In this study, the ability of the mitochondria to respond with increased O2 consumption following the addition of ADP, represented by the respiratory control ratio, was preserved in the diabetic muscle (Fig. 3). Thus, this index of mitochondrial phosphorylation capacity and coupling of electron transport to phosphorylation indicates that the respiratory chain of the mitochondria in type 2 diabetic subjects functions in a similar manner to that in the mitochondria in control subjects. This view is supported by similar data reported 40 years ago, albeit mostly from patients with ‘juvenile diabetes’ [36]. Similarly, an increase (1.3–1.4 fold) in O2 flux was seen in response to uncoupling by FCCP (Fig. 3).
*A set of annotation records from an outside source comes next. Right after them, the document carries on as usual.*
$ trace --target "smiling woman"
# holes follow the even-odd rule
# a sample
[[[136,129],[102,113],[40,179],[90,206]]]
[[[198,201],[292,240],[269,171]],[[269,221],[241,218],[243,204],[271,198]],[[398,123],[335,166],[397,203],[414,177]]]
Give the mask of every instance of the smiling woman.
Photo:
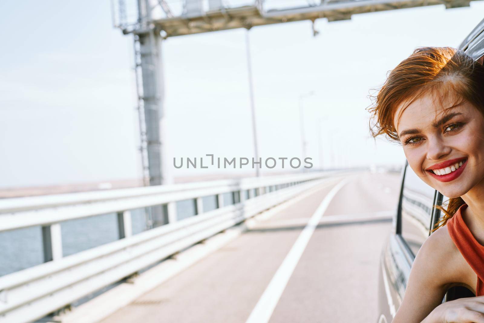
[[[484,66],[463,51],[421,47],[368,108],[372,135],[399,143],[415,174],[450,198],[446,209],[435,206],[445,215],[418,250],[393,322],[484,323],[483,84]],[[440,304],[457,285],[480,297]]]

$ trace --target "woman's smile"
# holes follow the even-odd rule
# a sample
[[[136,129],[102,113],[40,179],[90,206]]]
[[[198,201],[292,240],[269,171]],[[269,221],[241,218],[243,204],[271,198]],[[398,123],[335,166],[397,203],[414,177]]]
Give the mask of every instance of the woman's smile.
[[[424,182],[449,197],[484,178],[484,117],[446,89],[402,103],[394,117],[408,165]]]
[[[460,161],[456,161],[456,159],[460,159]],[[460,176],[467,165],[467,158],[456,158],[456,159],[439,163],[448,164],[450,165],[450,166],[445,167],[445,165],[437,164],[437,166],[432,166],[430,169],[427,169],[426,170],[438,181],[440,182],[453,181]]]

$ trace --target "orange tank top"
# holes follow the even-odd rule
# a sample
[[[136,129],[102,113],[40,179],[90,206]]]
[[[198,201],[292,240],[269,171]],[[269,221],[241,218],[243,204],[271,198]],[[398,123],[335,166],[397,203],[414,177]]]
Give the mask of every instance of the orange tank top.
[[[447,220],[447,230],[451,238],[467,263],[477,275],[476,296],[484,295],[484,246],[472,235],[462,218],[461,212],[467,207],[463,204],[452,217]]]

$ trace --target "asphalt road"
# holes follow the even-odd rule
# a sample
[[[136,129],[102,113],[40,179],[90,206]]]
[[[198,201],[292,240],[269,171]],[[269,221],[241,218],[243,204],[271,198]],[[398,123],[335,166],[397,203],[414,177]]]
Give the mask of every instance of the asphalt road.
[[[303,246],[285,286],[269,287],[334,185],[258,222],[102,322],[245,323],[268,295],[267,299],[275,300],[273,308],[268,309],[266,303],[258,307],[268,311],[270,323],[376,323],[378,260],[392,223],[357,218],[394,210],[399,180],[397,174],[366,172],[343,186]],[[345,215],[356,220],[323,221]],[[274,292],[281,286],[279,294]]]

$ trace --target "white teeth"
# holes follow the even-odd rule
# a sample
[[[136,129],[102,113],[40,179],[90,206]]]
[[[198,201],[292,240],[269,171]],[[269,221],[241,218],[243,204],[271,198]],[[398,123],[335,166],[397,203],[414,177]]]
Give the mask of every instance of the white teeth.
[[[464,160],[465,162],[466,161]],[[439,169],[432,169],[434,171],[434,173],[437,174],[437,175],[445,175],[446,174],[450,174],[453,171],[455,170],[455,169],[458,169],[459,167],[462,166],[464,164],[463,162],[460,162],[459,163],[456,163],[450,167],[446,167],[445,168],[441,168]]]

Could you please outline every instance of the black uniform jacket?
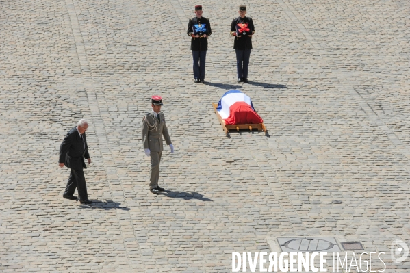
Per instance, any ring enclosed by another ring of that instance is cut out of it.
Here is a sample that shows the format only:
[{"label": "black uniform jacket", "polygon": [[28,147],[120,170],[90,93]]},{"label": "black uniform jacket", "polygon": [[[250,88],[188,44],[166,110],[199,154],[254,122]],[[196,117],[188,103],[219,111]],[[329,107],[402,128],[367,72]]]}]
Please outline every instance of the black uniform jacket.
[{"label": "black uniform jacket", "polygon": [[[60,163],[64,163],[66,166],[74,170],[87,168],[84,158],[90,158],[86,133],[83,133],[83,140],[79,136],[77,128],[74,127],[64,138],[60,146]],[[84,143],[86,148],[84,148]]]},{"label": "black uniform jacket", "polygon": [[[233,19],[232,21],[232,25],[231,25],[231,34],[236,33],[236,25],[239,23],[248,23],[248,27],[252,31],[253,34],[255,33],[255,27],[253,26],[253,21],[250,17],[240,18],[240,16]],[[251,36],[235,36],[235,42],[233,42],[233,48],[235,49],[252,49],[252,38]]]},{"label": "black uniform jacket", "polygon": [[[206,24],[206,28],[207,29],[207,36],[212,34],[212,31],[211,30],[211,24],[209,21],[205,17],[201,17],[198,18],[195,16],[192,19],[190,19],[188,23],[188,29],[186,31],[186,34],[190,36],[194,34],[192,27],[194,25],[198,24]],[[204,37],[191,38],[191,50],[208,50],[208,39]]]}]

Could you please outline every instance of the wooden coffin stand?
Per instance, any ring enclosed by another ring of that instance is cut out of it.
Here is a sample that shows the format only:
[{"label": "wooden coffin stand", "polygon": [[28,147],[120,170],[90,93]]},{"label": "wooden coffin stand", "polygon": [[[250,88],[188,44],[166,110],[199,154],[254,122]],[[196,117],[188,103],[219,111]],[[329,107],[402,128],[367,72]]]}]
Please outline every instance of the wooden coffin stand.
[{"label": "wooden coffin stand", "polygon": [[265,132],[265,135],[266,135],[266,127],[265,127],[265,125],[264,123],[226,125],[219,113],[218,113],[218,110],[216,110],[218,104],[212,103],[212,106],[214,107],[215,114],[216,114],[216,116],[218,116],[218,119],[219,120],[222,129],[225,131],[227,136],[229,134],[229,130],[236,129],[236,131],[239,131],[239,130],[241,129],[248,129],[249,131],[252,131],[254,129],[257,129],[257,131],[263,131]]}]

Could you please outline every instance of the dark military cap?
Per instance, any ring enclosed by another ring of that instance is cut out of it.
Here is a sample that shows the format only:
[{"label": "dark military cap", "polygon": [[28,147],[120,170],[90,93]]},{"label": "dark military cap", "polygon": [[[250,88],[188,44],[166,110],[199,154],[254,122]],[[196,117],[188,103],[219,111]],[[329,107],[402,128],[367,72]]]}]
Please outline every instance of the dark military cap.
[{"label": "dark military cap", "polygon": [[160,97],[159,96],[154,95],[154,96],[151,96],[151,102],[154,105],[164,105],[162,103],[162,98]]}]

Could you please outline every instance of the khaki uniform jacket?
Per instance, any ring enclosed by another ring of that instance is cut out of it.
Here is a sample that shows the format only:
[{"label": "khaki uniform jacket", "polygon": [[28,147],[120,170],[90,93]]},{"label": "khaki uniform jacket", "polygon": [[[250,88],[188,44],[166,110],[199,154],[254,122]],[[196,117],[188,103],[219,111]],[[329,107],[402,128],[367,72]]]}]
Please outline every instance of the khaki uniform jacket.
[{"label": "khaki uniform jacket", "polygon": [[[151,112],[146,113],[142,119],[142,138],[144,148],[150,149],[152,152],[162,151],[162,136],[164,136],[167,145],[172,144],[165,124],[164,113],[160,112],[158,113],[158,116],[159,120],[155,118],[154,112]],[[156,125],[156,129],[154,125]]]}]

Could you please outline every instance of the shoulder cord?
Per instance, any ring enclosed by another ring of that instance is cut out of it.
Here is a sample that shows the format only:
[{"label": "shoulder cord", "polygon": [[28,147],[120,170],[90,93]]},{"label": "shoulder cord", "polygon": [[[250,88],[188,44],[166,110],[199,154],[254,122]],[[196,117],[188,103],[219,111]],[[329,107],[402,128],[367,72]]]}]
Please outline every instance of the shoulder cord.
[{"label": "shoulder cord", "polygon": [[[146,118],[146,116],[145,117],[145,120],[144,122],[146,123],[146,125],[148,125],[148,131],[154,131],[154,132],[157,131],[157,118],[155,117],[154,117],[154,122],[153,124],[151,125],[149,124],[149,122],[148,121],[148,118]],[[153,127],[153,129],[149,129],[149,127]]]}]

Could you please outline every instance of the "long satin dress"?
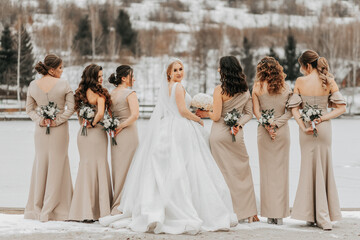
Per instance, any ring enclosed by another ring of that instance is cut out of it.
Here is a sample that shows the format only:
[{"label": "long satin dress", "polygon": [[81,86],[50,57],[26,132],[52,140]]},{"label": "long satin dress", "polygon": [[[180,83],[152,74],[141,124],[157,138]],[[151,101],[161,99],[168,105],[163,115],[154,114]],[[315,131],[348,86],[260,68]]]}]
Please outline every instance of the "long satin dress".
[{"label": "long satin dress", "polygon": [[[126,121],[130,115],[127,97],[134,92],[122,89],[111,94],[111,111],[120,122]],[[121,213],[117,208],[120,205],[121,191],[128,173],[135,150],[139,144],[136,122],[121,130],[116,136],[117,145],[111,146],[111,173],[114,197],[111,204],[111,214]]]},{"label": "long satin dress", "polygon": [[276,138],[271,140],[268,131],[258,127],[258,152],[260,167],[260,210],[261,216],[286,218],[289,209],[289,155],[290,130],[288,120],[292,117],[286,105],[292,92],[289,87],[279,94],[258,96],[260,111],[274,109]]},{"label": "long satin dress", "polygon": [[74,196],[69,220],[98,220],[110,214],[112,200],[110,170],[107,160],[108,136],[100,124],[87,129],[81,135],[80,126],[77,145],[80,154]]}]

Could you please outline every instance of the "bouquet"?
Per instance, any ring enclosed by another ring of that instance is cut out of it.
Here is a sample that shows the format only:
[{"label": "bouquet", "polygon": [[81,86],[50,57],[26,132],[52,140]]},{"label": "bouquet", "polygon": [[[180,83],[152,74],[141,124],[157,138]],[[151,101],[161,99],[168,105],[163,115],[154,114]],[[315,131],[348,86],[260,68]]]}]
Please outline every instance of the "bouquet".
[{"label": "bouquet", "polygon": [[205,93],[196,94],[191,100],[191,106],[198,108],[202,111],[211,111],[213,98]]},{"label": "bouquet", "polygon": [[95,117],[95,111],[92,105],[82,103],[80,105],[79,117],[85,121],[82,123],[81,136],[87,136],[87,123],[92,122]]},{"label": "bouquet", "polygon": [[318,135],[314,120],[321,117],[321,112],[322,110],[319,109],[318,105],[310,105],[309,103],[306,103],[301,113],[301,119],[304,122],[309,122],[311,124],[314,137],[317,137]]},{"label": "bouquet", "polygon": [[[58,112],[60,112],[60,110],[58,109],[57,104],[49,102],[48,105],[40,106],[39,115],[47,120],[55,120]],[[50,134],[50,123],[46,125],[46,134]]]},{"label": "bouquet", "polygon": [[[274,123],[275,118],[274,118],[274,109],[266,109],[266,110],[262,110],[261,111],[261,117],[259,118],[259,125],[266,127],[266,126],[271,126],[271,124]],[[274,128],[275,131],[275,128]]]},{"label": "bouquet", "polygon": [[235,134],[234,134],[234,127],[237,127],[237,122],[240,119],[240,113],[235,108],[230,112],[225,114],[224,121],[225,124],[230,127],[232,141],[236,142]]},{"label": "bouquet", "polygon": [[100,123],[103,127],[104,130],[109,133],[110,137],[111,137],[111,144],[117,145],[117,142],[115,140],[115,131],[116,128],[120,125],[120,121],[119,119],[117,119],[116,117],[110,116],[110,114],[108,112],[105,113],[104,116],[104,120]]}]

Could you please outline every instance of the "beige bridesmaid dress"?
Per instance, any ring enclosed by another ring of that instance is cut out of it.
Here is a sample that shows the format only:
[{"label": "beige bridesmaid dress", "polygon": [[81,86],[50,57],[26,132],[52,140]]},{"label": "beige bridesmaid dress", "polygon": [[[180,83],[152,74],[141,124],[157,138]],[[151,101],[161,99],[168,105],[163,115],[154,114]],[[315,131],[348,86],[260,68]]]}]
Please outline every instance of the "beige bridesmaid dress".
[{"label": "beige bridesmaid dress", "polygon": [[[294,94],[289,107],[301,108],[306,104],[317,104],[324,113],[327,106],[346,104],[339,91],[326,96],[300,96]],[[309,124],[305,124],[309,127]],[[323,229],[331,229],[331,221],[341,219],[338,192],[336,189],[331,156],[331,121],[317,125],[318,136],[307,135],[299,130],[301,169],[291,217],[316,222]]]},{"label": "beige bridesmaid dress", "polygon": [[107,161],[108,137],[100,124],[77,135],[79,170],[68,220],[98,220],[110,214],[112,200],[110,170]]},{"label": "beige bridesmaid dress", "polygon": [[279,94],[265,93],[258,96],[260,111],[274,109],[276,138],[271,140],[268,131],[258,127],[257,142],[260,166],[260,211],[267,218],[286,218],[289,209],[289,153],[290,131],[288,120],[291,111],[286,110],[286,104],[291,96],[291,90],[286,89]]},{"label": "beige bridesmaid dress", "polygon": [[244,126],[253,116],[249,91],[236,94],[223,103],[221,118],[211,127],[210,148],[230,189],[234,212],[241,220],[256,215],[257,210],[244,132],[240,129],[236,142],[232,142],[230,128],[224,122],[225,114],[234,108],[242,115],[238,123]]},{"label": "beige bridesmaid dress", "polygon": [[[55,102],[60,112],[56,115],[56,127],[51,127],[50,134],[46,134],[46,127],[39,126],[42,117],[37,114],[37,107],[47,105],[49,101]],[[67,120],[74,113],[74,94],[69,83],[59,79],[46,93],[36,80],[32,81],[27,93],[26,113],[35,122],[35,160],[24,218],[43,222],[66,220],[73,192]]]},{"label": "beige bridesmaid dress", "polygon": [[[124,122],[131,115],[127,97],[134,91],[122,89],[111,94],[111,111],[120,122]],[[120,205],[121,191],[128,173],[135,150],[139,144],[136,122],[121,130],[116,136],[117,145],[111,146],[111,172],[114,197],[111,204],[111,214],[121,213],[117,208]]]}]

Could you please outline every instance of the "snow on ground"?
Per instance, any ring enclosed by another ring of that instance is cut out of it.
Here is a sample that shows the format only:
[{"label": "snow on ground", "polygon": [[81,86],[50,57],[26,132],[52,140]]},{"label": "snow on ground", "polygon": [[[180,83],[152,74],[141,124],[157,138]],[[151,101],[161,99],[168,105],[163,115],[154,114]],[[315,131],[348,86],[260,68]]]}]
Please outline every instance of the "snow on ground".
[{"label": "snow on ground", "polygon": [[[138,121],[141,137],[148,121]],[[336,119],[333,126],[333,165],[341,208],[360,208],[360,119]],[[260,176],[257,151],[257,122],[253,119],[244,128],[245,143],[250,156],[255,193],[259,197]],[[289,197],[293,205],[300,170],[300,146],[298,127],[289,121],[291,148],[289,167]],[[205,129],[210,131],[211,121],[205,121]],[[79,125],[69,121],[69,159],[72,181],[75,183],[79,166],[76,144]],[[34,123],[31,121],[0,122],[0,207],[20,207],[26,205],[30,186],[31,169],[34,161]],[[321,133],[319,133],[321,134]],[[108,154],[110,160],[110,153]]]},{"label": "snow on ground", "polygon": [[106,228],[98,222],[46,222],[24,219],[23,215],[0,214],[0,239],[42,240],[42,239],[359,239],[360,212],[342,212],[343,219],[335,223],[332,231],[308,227],[303,221],[290,218],[284,225],[241,223],[226,232],[204,232],[192,235],[169,235],[135,233],[127,229]]}]

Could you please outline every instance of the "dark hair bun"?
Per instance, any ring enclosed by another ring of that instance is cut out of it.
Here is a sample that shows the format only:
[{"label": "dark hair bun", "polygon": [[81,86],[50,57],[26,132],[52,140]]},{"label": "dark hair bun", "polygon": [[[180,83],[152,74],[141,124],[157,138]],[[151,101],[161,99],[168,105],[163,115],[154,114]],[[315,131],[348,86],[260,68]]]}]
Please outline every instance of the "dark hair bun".
[{"label": "dark hair bun", "polygon": [[35,65],[35,70],[42,75],[48,74],[48,69],[41,61]]},{"label": "dark hair bun", "polygon": [[115,73],[112,73],[109,77],[109,83],[116,84],[116,76]]}]

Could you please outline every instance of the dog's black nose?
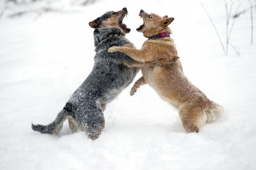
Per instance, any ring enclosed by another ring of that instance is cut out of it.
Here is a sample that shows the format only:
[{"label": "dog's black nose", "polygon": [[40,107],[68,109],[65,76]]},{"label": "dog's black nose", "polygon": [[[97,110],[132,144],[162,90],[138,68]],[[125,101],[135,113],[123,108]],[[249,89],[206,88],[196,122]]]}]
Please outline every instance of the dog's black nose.
[{"label": "dog's black nose", "polygon": [[126,8],[126,7],[123,8],[123,11],[124,11],[125,13],[128,13],[127,8]]}]

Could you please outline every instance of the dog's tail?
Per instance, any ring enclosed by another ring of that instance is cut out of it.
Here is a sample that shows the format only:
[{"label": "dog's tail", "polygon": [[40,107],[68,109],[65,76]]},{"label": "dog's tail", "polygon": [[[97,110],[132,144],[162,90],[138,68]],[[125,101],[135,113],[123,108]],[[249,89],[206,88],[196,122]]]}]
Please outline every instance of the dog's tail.
[{"label": "dog's tail", "polygon": [[210,111],[211,113],[214,112],[214,113],[222,113],[224,112],[224,108],[223,106],[218,103],[211,101],[209,104],[207,104],[205,110],[206,111]]},{"label": "dog's tail", "polygon": [[40,132],[42,134],[58,134],[60,130],[62,129],[63,122],[67,120],[69,115],[69,112],[66,110],[63,109],[54,121],[47,125],[34,125],[32,124],[32,129],[35,131]]},{"label": "dog's tail", "polygon": [[216,113],[222,113],[224,112],[223,107],[214,102],[212,102],[212,103],[208,106],[207,110]]}]

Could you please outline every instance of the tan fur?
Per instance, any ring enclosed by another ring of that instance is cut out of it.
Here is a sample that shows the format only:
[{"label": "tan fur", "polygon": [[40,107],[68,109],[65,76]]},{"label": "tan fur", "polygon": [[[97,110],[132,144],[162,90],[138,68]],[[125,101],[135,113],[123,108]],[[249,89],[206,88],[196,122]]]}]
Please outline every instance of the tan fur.
[{"label": "tan fur", "polygon": [[[157,15],[150,15],[152,18],[148,18],[147,13],[141,15],[145,22],[141,31],[145,37],[163,32],[161,32],[163,30],[170,30],[167,27],[170,24],[168,24],[168,20],[164,22],[168,19],[167,16],[161,18]],[[161,25],[163,23],[165,24]],[[141,50],[115,46],[110,48],[109,52],[124,52],[133,59],[143,62],[161,60],[165,56],[173,59],[178,57],[174,42],[170,38],[147,40]],[[133,95],[140,85],[149,84],[160,96],[179,107],[183,126],[188,132],[199,132],[205,122],[212,121],[211,111],[220,107],[188,80],[183,73],[179,60],[162,67],[144,66],[141,71],[143,77],[134,83],[131,95]]]}]

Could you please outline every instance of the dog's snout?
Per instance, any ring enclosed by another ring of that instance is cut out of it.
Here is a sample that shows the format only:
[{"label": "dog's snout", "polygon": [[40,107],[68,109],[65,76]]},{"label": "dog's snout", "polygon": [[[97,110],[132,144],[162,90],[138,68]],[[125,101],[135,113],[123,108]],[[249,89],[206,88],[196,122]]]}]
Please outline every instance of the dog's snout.
[{"label": "dog's snout", "polygon": [[140,10],[140,14],[141,14],[141,13],[144,13],[145,11],[143,11],[143,10]]},{"label": "dog's snout", "polygon": [[123,11],[124,11],[125,13],[128,13],[127,8],[126,8],[126,7],[123,8]]}]

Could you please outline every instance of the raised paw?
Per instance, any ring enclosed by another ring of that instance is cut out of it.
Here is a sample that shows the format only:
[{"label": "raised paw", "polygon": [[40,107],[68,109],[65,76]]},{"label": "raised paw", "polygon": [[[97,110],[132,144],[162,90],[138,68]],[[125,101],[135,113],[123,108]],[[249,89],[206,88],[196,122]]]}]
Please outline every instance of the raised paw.
[{"label": "raised paw", "polygon": [[116,50],[117,50],[117,48],[116,48],[116,47],[118,47],[118,46],[112,46],[112,47],[110,47],[110,48],[108,49],[108,52],[109,53],[113,53],[113,52],[116,52]]},{"label": "raised paw", "polygon": [[132,87],[130,91],[131,96],[132,96],[137,92],[138,89],[139,89],[139,87],[137,86],[133,86]]}]

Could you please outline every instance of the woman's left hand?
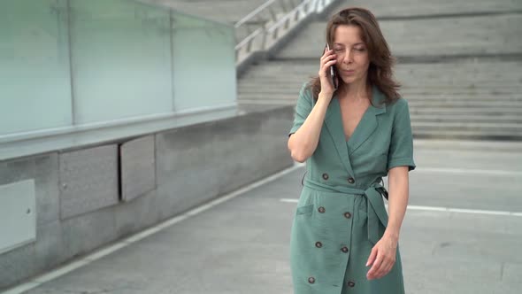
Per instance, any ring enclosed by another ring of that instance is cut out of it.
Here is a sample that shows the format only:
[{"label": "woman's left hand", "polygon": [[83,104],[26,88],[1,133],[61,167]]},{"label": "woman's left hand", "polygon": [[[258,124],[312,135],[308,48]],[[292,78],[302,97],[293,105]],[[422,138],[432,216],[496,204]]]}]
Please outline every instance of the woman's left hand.
[{"label": "woman's left hand", "polygon": [[384,235],[372,249],[366,262],[366,267],[372,266],[372,268],[366,274],[366,278],[368,280],[380,279],[389,273],[395,263],[396,251],[396,238]]}]

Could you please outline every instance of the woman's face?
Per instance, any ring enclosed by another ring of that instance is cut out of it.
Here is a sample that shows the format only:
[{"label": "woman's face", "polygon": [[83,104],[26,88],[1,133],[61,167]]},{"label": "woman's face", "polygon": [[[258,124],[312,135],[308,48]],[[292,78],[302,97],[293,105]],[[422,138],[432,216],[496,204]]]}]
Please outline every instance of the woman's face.
[{"label": "woman's face", "polygon": [[337,71],[347,84],[366,82],[370,59],[357,26],[342,25],[335,28],[334,53],[337,55]]}]

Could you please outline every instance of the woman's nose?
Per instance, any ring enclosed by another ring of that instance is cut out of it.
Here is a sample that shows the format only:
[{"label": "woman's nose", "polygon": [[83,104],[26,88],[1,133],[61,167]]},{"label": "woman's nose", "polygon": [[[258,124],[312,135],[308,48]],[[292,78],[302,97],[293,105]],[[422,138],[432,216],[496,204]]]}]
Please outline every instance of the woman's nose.
[{"label": "woman's nose", "polygon": [[344,63],[352,63],[353,62],[353,53],[350,50],[347,50],[346,52],[344,52],[344,58],[342,62]]}]

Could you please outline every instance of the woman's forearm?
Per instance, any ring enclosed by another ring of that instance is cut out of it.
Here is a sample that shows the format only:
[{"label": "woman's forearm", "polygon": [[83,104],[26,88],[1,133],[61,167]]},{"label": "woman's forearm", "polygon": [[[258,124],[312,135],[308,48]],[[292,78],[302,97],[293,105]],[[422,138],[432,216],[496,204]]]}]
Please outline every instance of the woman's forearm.
[{"label": "woman's forearm", "polygon": [[397,166],[388,174],[388,221],[385,236],[398,241],[409,198],[408,166]]},{"label": "woman's forearm", "polygon": [[319,93],[319,99],[301,128],[288,138],[292,159],[304,162],[315,151],[331,96]]}]

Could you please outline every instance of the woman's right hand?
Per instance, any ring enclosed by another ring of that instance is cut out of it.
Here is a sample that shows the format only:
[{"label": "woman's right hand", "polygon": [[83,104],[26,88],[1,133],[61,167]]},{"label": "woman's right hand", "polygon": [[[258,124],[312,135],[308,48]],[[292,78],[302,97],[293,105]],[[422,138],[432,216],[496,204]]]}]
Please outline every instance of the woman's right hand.
[{"label": "woman's right hand", "polygon": [[334,66],[337,63],[337,56],[334,54],[334,50],[327,50],[325,48],[325,53],[321,57],[319,66],[319,79],[321,81],[321,94],[330,97],[334,96],[335,89],[332,85],[330,79],[330,66]]}]

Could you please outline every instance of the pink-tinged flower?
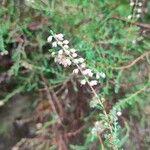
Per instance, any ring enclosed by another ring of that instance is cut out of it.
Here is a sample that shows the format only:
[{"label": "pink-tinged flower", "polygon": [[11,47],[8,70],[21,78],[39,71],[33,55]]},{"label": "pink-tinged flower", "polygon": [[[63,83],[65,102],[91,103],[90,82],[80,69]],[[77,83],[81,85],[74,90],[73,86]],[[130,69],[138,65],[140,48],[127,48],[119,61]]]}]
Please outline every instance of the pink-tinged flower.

The fact that the increase was similar in the two groups also testifies that electron transport capacity is not impaired in type 2 diabetes, and that the phosphorylation system (adenine nucleotide transporter, phosphate transporter and ATP synthase) exerts control over electron transport in patients and control subjects to the same degree.

In conclusion, the results of the present study provide the first direct evidence of normal mitochondrial function in the skeletal muscle of type 2 diabetic subjects. An apparent impairment of oxidative phosphorylation and electron transport capacity is fully accounted for by a diminished mitochondrial content in the diabetic muscle.